Rethunker [OP] 1 points 3y ago
Thank you for taking the survey! There will be a follow-up survey with questions that hint at how someone will use the system, and some of the components involved.
The product is meant to complement rather than replace a cane and/or guide dog. The purpose is to fill in the gaps of existing technology and accentuate the orientation & mobility skills and senses a person already has.
Helping seniors with acquired vision loss—the majority of the legally blind—means providing features suitable for those without lifelong O&M skills. The underlying sensing functionality is the same.
Good guess with the logo and name. Bats are more an inspiration: their sense of echolocation is a sense humans don’t have (with the exception of some very talented people). One of my teammates and I both love bats.

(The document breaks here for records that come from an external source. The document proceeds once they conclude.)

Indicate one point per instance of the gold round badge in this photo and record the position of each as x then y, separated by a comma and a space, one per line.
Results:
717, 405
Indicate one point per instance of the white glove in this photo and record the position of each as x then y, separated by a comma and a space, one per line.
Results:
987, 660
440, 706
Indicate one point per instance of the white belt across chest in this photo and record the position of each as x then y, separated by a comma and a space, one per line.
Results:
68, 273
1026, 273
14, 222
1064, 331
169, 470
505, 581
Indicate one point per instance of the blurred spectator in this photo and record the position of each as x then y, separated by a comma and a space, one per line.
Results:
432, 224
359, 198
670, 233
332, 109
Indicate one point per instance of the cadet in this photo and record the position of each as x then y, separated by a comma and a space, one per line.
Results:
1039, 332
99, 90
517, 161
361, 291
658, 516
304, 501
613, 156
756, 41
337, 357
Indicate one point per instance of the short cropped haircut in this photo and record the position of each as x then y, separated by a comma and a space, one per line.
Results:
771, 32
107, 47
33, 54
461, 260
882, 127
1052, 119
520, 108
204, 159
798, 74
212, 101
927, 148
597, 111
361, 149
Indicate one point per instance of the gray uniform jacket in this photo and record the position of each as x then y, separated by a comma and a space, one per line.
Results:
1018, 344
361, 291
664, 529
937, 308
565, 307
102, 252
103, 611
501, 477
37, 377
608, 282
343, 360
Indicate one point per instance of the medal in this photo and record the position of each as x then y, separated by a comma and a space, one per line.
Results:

There are some uses for ultrasound, but I’ll say that since I’ve spent my career in image processing, optical sensors play a larger role (because of the physics, availability and cost of appropriate hardware, etc.)
If you were the survey taker who mentioned GPS, then yes, the system is designed to operate without GPS, and also without WiFi or a cell connection. There is also no dependence on beacons, which are unlikely to be installed in many places, and are a pain to maintain. Such external devices all provide data that’s useful, but still insufficient. And having the external data cut off suddenly would render the system useless, which I find unacceptable. So it’s the hard way.
Long story short, setting a goal for the system to operate independent of those sources of data leads to some fun but very weird tech that has required some fun but very weird thinking. I get to pour a career’s worth of work just to get started, and then there’s plenty of new stuff to do.
Among other things, the survey and its follow-on surveys provide a basis for describing the full system.
Given how long my reply is, for which I beg your pardon, you can imagine how it might take a while to explain all the moving parts, most of which are just bits and pieces making the interfaces possible. Which is a whole topic by itself, but for another day.